From Tommy Hancock, another of the Spectacled Seven

Mine will be short.   It will be short because I didn’t read anything but the first issue of the FIRST WAVE mini series and the first three issues of DOC SAVAGE.  Well, I say the first three issues, I actually only read the full first issue because I couldn’t stomach anymore of what they jokingly referred to as THE AVENGER.
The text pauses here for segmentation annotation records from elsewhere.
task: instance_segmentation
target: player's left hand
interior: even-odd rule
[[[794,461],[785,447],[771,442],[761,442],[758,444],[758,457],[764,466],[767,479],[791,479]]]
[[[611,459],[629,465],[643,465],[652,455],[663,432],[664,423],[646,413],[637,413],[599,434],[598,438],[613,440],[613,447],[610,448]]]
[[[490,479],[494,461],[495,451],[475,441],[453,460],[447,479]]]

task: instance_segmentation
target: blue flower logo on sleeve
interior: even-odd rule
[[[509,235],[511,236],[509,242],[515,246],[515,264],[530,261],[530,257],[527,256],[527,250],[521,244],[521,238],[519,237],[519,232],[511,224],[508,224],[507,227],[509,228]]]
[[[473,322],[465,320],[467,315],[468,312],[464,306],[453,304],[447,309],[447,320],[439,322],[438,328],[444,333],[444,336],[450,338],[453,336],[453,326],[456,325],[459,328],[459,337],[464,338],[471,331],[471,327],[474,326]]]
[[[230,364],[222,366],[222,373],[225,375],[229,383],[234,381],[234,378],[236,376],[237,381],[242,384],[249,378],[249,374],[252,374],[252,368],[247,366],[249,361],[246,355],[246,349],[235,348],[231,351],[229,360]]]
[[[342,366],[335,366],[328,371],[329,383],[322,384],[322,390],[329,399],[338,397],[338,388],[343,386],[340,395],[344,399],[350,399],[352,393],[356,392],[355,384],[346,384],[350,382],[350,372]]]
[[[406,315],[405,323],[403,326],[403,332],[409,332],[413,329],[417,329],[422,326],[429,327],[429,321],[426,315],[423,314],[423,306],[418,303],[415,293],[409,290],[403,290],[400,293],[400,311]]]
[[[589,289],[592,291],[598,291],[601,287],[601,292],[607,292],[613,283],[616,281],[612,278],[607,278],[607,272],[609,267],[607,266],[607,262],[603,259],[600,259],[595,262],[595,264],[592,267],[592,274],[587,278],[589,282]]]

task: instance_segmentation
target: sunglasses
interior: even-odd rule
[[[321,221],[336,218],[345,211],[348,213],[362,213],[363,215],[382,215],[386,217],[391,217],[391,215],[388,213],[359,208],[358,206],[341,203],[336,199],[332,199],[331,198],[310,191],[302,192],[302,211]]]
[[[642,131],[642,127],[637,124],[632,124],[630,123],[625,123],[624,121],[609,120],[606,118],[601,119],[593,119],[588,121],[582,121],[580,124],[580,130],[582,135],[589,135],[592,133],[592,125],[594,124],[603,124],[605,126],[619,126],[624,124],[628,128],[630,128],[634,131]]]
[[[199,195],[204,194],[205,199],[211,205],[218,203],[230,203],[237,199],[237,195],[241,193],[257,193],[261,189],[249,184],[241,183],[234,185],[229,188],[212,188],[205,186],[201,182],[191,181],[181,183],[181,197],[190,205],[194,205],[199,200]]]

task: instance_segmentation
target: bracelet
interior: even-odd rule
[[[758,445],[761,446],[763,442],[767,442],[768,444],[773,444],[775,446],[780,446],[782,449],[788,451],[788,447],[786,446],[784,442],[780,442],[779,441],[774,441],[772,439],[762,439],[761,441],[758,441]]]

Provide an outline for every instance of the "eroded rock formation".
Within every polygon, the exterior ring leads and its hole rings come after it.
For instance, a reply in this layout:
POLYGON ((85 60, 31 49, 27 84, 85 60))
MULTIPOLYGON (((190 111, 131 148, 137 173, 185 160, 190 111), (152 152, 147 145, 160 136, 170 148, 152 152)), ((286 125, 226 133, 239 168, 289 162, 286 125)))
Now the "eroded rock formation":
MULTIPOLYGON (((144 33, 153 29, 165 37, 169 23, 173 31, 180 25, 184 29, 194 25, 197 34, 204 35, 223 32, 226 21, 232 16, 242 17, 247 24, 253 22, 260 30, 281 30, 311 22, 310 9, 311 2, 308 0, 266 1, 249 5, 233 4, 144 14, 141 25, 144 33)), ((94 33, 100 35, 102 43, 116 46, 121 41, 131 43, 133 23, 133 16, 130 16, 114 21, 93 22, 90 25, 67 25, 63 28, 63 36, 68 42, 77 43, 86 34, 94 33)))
I am not a purist.  I am also not a ‘we have to make changes to everything’ sort either.  I like what I like and I like companies and writers to produce things I like.  It helps when they are producing stuff I like based on other stuff I already like.  What didn’t work in this regard is DC not only didn’t produce stuff that I liked based on characters I adore, but they ignored me.  I didn’t want DC to ask me my opinion, well, maybe I wanted them to, but didn’t expect it.  But I, being a pretty big pulp fan, was simply left out of the equation when DC got their hands on these great characters.  My opinion, my interests, my desire to see these characters live again…didn’t matter at all.  The bad part for DC was that these new readers I guess they were trying to appeal to…didn’t have any buy in at all to these concepts and saw them for what they were…poorly handled editorially misdirected imitations at best, toilet paper with pictures on it at worst.  And me, my buy in…it went to Moonstone, Doc Savage reprints, and new pulp…

Just sayin’…
***********

From Derrick Ferguson, yet another of the Spectacled Seven

I read the first three issues of DOC SAVAGE (hey, there was no way I wasn’t going read it) and was unimpressed.  I have to admit that the idea of all these classic pulp characters and certain DC characters like The Blackhawks and The Spirit, who in my mind are pulp characters, appealed to me.  But the execution was, in a word, lousy.
Here’s what I can’t wrap my head around: why in the world would you hire writers who plainly have no love or liking for the characters they’re writing about?  Wouldn’t it have made more sense to hire writers who actually know, love and have a true desire to write the best possible Doc Savage or Avenger stories they possibly could?  Stories that would not only thrill and delight old time fans but make newer readers sit up and understand why these characters are cool and remain so after so many years?
And yeah, I agree with Barry: it didn’t help to have interviews with writers who I felt were giving me the digitus impudicus for loving pulp and had really snotty attitudes toward not only the work they were producing but who they were producing it for.

************
From Adam Garcia, Scribe of the Green Lama

I never read first Wave, but I think it’s fair to say it failed on execution rather than concept. While I advocate change, I don’t necessarily think you need to change everything, to make things effective. I’m more a believer that to keep things one specific way is a mistake and to open to adaptation. I’m 100% certain that First Wave would have been considered amazing if the story had been effective. Take the new Star Trek film as an example, a bottom to top reinvention that was overwhelmingly loved, or Batman: the Brave and the Bold or even the massive massive changes made to the Joker in Dark Knight. That’s what I’ve been arguing. Reinvention isn’t bad, it’s frankly the nature of pop culture, but refusing to accept it is.
You may not like the adaptation, that’s a fact of personal preference, but with licensed character adaptation is the only way the stay alive. So First Wave might have failed creatively, but I applaud the effort.